Dr Smith studied the evolution of the structure and function of retinol-binding protein. The research revealed that it originated as an intracellular protein for transporting retinol, but later evolved to be an extracellular plasma protein for distributing retinol around the body. These findings enhance our understanding of protein evolution.

ARG Communication staff oversee the preparation of citations and may edit grammar, spelling and the format of the citation. Unclear or overly long citations will be returned to the Senior/Joint senior supervisor for editing.

Here are some key rules for the writing of citations:

  1. Use the present tense to describe the value or outcome of the research e.g. ‘The findings enhance our understanding’, instead of ‘The findings have enhanced’, or ‘The findings will enhance’.
  2. Use the active tense where possible to avoid awkward sentence construction
  3. Citations should start with ‘Dr’ (without full stop) eg: ‘Dr Harris investigated…’
  4. The candidate’s name should not be repeated within the body of the citation. Appropriate gender reference should be used as necessary e.g. She/he found.
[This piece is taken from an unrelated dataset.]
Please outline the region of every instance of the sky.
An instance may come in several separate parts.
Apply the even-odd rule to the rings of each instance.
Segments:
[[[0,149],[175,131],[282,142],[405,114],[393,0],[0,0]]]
  5. Acronyms should be written in full the first time they are used, followed by the acronym in brackets if it will be used later on in the title or citation. Do not use full stops in the acronym.
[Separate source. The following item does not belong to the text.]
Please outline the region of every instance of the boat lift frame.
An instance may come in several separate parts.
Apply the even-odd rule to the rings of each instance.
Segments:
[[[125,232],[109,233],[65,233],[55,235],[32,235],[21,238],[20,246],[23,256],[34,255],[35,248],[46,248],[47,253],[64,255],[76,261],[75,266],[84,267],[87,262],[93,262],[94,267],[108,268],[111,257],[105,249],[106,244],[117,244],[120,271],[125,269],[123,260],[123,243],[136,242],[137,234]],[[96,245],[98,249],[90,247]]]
  6. Use English/Australian spelling, e.g. ‘organise’ not ‘organize’.
  7. Replace non-standard characters and formatting with standard characters and formatting, e.g. replace ‘&’ with ‘and’ and replace ‘O3’ (which contains subscript text) with ‘ozone’.
  8. For titles of publications, movies, etc., use a set of single quotation marks (not double quotation marks_) followed by the year it was published/produced in brackets. For example =: ‘Cat’s Eye’ (1988)
  9. Use one space only after full stops between sentences
  10. The percentage symbol (%) should be used only with numerals, while per cent can be used with either words or numerals.